Affaire CAMWATER: Jean Parfait Koé soutient la légalité de son mandat de recouvrement
La partie défendéresse est entendue à l'audience du 07 décembre dernier. Dans ses dépositions au Tribunal criminel spécial (Tcs) de Yaoundé, il s'oppose à la thèse de l'enrichissement sans cause, à lui imputée par l'accusation.
Par Florentin Ndatewouo
La légalité du mandat délivré par la CAMEROON WATER UTILIES CORPORATION (CAMWATER) à la société Ko and Ko est l'objet de controverses. Pour le Ministère public, le recours de la CAMWATER, entreprise publique à une entité privée, à l'effet de rentrer en possession de ses créances à l'État est "(...) une généralisation de la concusion et de la corruption sur le plan pénal et un enrichissement sans cause au plan civil, surtout si toutes les administrations publiques adoptaient cette logique de recouvrement de leur créances auprès de l'État."

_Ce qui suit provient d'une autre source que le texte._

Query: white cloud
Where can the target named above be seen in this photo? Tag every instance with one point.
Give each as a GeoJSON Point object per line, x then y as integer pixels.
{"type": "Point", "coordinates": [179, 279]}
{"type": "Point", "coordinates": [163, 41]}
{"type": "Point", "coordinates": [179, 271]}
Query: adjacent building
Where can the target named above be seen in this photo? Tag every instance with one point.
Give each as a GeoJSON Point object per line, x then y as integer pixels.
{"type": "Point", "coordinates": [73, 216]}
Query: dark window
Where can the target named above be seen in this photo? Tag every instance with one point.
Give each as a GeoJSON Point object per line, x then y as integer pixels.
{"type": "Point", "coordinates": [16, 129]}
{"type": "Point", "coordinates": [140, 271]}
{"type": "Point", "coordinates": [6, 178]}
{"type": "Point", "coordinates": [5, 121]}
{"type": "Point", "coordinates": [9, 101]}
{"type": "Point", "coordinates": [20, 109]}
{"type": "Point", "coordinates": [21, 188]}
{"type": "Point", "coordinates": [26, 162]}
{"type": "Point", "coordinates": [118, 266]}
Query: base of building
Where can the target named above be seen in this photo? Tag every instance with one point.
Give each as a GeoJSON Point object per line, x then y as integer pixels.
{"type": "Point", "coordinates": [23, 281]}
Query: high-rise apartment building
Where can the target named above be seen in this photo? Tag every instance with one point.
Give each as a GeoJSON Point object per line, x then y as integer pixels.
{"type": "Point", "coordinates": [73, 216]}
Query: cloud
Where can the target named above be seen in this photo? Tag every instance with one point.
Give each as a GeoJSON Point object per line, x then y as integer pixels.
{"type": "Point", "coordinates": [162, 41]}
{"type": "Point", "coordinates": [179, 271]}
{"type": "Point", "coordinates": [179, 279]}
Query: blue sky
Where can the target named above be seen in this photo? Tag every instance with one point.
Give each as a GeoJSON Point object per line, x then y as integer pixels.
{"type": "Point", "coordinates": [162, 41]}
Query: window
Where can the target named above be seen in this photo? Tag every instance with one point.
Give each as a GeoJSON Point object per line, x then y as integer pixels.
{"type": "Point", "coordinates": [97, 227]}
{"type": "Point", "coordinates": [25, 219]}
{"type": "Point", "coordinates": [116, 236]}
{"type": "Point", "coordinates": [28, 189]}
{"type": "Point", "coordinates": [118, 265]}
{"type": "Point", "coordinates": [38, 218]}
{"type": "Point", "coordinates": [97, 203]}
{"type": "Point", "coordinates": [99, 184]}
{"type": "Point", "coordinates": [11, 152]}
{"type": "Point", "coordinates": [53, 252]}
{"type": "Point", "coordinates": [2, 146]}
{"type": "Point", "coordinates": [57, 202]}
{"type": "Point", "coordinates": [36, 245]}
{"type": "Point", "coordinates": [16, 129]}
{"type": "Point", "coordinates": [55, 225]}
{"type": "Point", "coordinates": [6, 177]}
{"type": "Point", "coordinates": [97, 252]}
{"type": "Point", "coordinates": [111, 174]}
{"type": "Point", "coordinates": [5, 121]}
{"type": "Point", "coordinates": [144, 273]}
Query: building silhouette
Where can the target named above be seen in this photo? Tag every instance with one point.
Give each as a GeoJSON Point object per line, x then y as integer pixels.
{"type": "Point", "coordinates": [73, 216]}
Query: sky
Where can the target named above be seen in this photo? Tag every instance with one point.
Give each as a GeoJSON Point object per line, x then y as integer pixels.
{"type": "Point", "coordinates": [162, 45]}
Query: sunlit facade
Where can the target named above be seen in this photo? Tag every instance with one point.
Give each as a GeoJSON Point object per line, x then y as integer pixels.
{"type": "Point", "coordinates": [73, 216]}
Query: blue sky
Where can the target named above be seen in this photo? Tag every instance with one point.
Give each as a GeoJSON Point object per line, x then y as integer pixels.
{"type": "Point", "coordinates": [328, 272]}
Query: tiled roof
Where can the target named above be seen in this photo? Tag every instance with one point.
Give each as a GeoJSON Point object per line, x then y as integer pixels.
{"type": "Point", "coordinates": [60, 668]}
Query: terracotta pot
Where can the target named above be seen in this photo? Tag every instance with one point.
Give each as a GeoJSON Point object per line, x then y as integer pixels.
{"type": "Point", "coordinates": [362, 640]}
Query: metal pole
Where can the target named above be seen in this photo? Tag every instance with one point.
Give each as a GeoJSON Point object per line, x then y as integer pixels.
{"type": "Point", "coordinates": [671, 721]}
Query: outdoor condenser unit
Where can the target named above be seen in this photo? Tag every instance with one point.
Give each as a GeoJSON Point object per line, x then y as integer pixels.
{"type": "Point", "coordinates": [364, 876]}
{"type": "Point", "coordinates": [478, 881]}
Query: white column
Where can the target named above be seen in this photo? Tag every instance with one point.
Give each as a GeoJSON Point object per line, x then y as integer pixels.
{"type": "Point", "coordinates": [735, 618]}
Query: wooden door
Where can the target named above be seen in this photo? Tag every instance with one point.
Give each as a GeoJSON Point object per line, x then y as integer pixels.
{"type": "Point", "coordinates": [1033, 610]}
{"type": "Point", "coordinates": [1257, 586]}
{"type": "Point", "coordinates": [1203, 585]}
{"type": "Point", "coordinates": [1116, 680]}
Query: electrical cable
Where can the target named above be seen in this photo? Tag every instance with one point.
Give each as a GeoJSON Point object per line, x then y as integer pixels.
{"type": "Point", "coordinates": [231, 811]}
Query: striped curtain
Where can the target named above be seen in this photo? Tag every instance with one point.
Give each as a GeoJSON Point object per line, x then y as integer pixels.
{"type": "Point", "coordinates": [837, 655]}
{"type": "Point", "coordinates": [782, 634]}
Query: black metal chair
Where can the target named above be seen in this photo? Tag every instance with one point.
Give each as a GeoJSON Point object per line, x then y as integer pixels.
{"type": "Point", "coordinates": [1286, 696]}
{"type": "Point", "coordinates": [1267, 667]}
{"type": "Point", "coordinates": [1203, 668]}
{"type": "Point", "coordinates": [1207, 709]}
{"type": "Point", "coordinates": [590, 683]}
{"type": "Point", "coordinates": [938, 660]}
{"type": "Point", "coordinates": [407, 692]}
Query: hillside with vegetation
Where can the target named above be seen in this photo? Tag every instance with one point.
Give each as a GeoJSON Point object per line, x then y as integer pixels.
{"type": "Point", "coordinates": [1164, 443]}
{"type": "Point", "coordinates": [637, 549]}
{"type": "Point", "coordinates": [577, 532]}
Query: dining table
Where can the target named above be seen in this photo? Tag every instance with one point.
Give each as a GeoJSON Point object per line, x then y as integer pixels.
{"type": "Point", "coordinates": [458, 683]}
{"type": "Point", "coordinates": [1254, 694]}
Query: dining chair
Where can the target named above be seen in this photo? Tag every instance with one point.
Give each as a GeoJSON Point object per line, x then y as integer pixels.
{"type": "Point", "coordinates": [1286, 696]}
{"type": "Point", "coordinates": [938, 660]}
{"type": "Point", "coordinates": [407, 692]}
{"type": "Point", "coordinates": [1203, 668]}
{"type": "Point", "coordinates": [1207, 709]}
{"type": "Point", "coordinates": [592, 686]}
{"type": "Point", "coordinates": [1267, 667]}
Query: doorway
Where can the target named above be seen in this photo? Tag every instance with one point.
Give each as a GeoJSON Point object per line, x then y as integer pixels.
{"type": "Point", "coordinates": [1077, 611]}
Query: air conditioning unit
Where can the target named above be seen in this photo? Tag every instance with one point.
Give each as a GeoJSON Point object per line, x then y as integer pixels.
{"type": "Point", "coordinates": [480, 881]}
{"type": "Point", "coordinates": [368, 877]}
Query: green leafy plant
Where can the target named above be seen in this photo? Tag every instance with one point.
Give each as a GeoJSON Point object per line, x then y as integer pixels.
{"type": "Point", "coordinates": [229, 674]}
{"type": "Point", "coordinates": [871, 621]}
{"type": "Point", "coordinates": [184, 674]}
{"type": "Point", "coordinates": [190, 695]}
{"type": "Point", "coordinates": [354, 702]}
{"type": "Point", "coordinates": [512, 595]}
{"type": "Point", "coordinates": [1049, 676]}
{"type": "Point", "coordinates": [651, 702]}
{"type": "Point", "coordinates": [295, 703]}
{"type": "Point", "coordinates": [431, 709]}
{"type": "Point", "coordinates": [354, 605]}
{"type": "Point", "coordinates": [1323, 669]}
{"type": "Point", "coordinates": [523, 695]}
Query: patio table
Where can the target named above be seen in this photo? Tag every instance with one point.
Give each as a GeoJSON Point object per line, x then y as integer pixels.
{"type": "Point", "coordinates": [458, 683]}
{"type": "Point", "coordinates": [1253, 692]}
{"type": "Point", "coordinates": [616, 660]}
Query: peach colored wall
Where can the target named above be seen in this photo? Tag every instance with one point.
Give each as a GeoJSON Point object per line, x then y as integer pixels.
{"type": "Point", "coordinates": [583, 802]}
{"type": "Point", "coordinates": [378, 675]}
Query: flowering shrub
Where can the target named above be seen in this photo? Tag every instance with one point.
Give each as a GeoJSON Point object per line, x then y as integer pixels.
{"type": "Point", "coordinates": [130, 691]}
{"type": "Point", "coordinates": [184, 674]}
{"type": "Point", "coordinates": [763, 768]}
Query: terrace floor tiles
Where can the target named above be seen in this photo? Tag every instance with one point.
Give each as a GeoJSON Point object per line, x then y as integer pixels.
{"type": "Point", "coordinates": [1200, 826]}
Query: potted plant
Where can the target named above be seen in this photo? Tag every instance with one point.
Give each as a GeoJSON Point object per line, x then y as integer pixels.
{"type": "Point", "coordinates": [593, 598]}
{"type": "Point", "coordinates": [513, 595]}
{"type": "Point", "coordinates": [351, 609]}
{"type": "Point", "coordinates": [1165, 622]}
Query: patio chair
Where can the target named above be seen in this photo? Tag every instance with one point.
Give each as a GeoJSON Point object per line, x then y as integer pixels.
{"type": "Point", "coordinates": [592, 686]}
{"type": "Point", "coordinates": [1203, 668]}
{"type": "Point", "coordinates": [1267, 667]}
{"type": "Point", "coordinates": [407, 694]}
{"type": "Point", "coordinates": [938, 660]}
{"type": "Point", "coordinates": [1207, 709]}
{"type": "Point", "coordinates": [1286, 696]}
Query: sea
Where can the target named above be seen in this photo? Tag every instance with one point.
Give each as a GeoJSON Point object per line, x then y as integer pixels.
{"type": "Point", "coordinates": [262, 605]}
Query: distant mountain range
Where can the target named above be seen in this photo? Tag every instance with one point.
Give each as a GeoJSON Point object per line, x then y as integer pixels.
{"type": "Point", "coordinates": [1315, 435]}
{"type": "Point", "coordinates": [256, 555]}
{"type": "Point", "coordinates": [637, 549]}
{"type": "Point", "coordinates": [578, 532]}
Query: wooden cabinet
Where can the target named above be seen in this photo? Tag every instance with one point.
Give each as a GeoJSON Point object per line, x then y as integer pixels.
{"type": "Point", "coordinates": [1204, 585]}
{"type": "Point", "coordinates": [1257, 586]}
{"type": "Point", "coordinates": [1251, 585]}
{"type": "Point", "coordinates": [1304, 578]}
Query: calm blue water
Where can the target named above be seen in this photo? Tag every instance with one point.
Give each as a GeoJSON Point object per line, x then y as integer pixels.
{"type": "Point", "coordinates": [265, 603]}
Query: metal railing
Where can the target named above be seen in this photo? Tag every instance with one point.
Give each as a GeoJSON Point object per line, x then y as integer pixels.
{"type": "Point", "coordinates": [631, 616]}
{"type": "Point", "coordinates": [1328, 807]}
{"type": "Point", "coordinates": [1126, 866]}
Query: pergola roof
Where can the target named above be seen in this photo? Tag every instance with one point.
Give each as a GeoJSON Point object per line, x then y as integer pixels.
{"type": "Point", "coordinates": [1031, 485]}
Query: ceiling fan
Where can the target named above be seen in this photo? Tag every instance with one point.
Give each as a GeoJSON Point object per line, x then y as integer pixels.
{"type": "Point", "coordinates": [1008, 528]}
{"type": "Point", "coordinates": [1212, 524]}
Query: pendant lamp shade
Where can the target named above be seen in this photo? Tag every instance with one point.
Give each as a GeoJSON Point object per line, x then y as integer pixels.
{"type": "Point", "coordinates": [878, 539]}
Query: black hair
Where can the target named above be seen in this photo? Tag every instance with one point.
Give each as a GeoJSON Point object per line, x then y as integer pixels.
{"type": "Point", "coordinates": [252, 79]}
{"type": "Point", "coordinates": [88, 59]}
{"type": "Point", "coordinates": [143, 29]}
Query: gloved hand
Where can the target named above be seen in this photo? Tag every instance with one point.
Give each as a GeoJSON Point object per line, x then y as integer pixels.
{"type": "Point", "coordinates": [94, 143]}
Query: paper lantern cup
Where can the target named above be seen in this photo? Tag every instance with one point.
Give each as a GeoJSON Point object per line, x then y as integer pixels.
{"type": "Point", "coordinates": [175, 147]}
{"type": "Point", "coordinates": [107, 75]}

Jean Parfait Koé ne partage pas cet avis: "Je ne pense pas que le recouvrement était proscrit. Ça ne saurait être un enrichissement sans cause parce que j'ai travaillé. Les faits sont là et parlent d'eux-mêmes." L'accusé de préciser: "les créances de 2012 ont été engagées en 2015 après la signature de mon contrat. Ce n'est pas un fait du hasard, j'ai travaillé."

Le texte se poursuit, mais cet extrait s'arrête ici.